As they say, Slide Fire Solutions takes this concept to the next level by making the bump firing process much safer and easier and with increased controllability.  They achieve this with their innovative stocks that can be mounted on to common modern sporting and tactical rifles such as the AR-15, AK-47 and AK-74.  The stocks, which come in both left- and right-handed variants, come with all necessary parts and tools for easy installation, which simply involves removing the existing pistol grip and stock and replacing them with the Slide Fire parts.  Once installed, the stock allows the rest of the firearm to slide forward and backward independently of the stock and pistol grip.  It should be easy to see how this movement correlates to the “old way” of bump firing described above but without sacrificing the ability to actually aim the firearm rather than “shooting from the hip.”
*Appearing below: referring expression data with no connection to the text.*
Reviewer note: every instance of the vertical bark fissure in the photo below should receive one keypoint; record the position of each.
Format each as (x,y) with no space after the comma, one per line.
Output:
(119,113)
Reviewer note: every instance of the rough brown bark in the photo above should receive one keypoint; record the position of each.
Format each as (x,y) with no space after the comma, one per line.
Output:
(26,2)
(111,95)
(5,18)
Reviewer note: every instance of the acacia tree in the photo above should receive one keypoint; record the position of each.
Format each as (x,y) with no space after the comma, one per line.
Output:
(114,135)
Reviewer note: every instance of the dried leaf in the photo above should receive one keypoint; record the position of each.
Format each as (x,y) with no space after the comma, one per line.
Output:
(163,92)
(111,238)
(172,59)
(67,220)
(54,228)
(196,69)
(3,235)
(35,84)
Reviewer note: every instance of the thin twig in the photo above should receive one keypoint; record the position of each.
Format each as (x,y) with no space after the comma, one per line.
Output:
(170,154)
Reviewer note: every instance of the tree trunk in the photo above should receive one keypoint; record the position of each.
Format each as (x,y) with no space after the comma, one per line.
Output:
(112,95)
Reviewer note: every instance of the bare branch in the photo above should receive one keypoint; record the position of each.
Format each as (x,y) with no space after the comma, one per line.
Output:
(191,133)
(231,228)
During our visit, I had a chance to try out an AR-15 equipped with a Slide Fire right-handed stock.  The first thing to make note of is that, even with the aftermarket stock attached, the firearm can be operated exactly as it normally would be by using the latch on the bottom of the stock to lock it in the rearward position.  Operating the firearm in “Slide Fire mode” is very similar in basic mechanics to normal operation:  the rifle is held and shouldered as usual; the difference comes in trigger finger placement.  As the shooter puts their finger through the trigger guard, they rest it on a small shelf on the far side of the trigger (this is where the left- versus right-handed units differ).  Once ready to fire, the user turns off the safety and pulls forward on the hand guard to bring the trigger into contact with their finger and the bump firing (or, as the Slide Fire folks call it, “controlled rapid fire”) commences.
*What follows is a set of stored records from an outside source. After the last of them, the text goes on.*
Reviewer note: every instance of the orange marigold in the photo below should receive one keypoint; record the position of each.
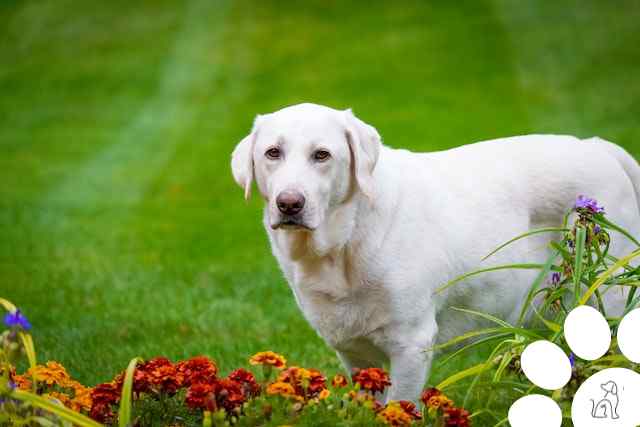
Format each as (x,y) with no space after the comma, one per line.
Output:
(456,417)
(102,397)
(307,383)
(429,393)
(324,394)
(198,369)
(250,386)
(163,375)
(22,382)
(81,399)
(229,395)
(268,358)
(339,381)
(440,401)
(200,396)
(374,380)
(283,389)
(394,415)
(53,373)
(62,397)
(410,408)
Slide Fire product materials estimate both the AR-15 and AK-47 variants to produce rates of fire between 400 and 800 rounds per second.  I didn’t time my rounds fired, but I can tell you that they were coming out FAST!  Initially, I found the movement required to make the rifle fire in “Slide Fire mode” awkward but, even as soon as the second magazine, I began to get used to it.  Comments from company personnel on hand varied from claiming that they could put an entire magazine into a target the size of a golf ball to the size of a grapefruit.  Despite their statements about the forward pressure required to discharge each round naturally lending itself to better control and less muzzle rise, the muzzle still seemed to climb quickly, although this may be another thing that experience and technique with the system would take care of.  This muzzle climb also quickly made it clear that my initial concerns about the eye relief distance between the stock in the forward position and the rearward position a moot issue.  This same movement, however, also meant that, using the same cheek weld in semi-auto mode and Slide Fire mode, the reciprocating action caused the optics to come back and contact my shooting glasses.  This clearly wouldn’t be an issue with iron sights or shorter optics.
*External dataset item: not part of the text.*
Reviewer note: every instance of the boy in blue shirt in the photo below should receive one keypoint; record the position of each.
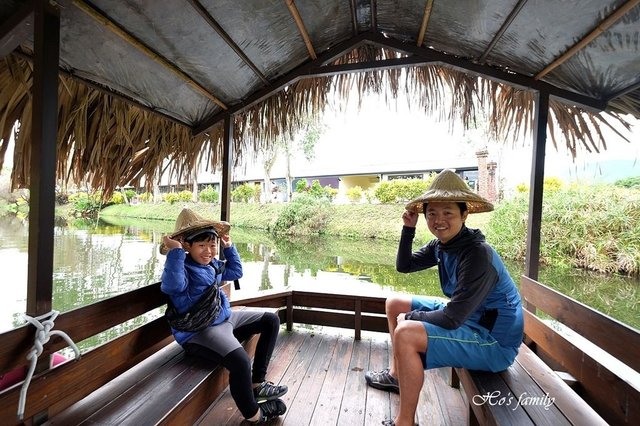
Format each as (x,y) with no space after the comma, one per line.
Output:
(480,326)
(201,318)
The price of the Slide Fire accessory kits (close to $300 for the AK version and over $350 for the AR version) might cause sticker shock for some.  However, considering the amount of fun someone could have with one of these and the fact that a tax stamp alone for a full-auto rifle is $200 (not to mention the relatively high price of the rifle itself), this price could be a bargain for someone who wants to start burning through piles of ammo without waiting months for BATFE approval of an NFA weapon.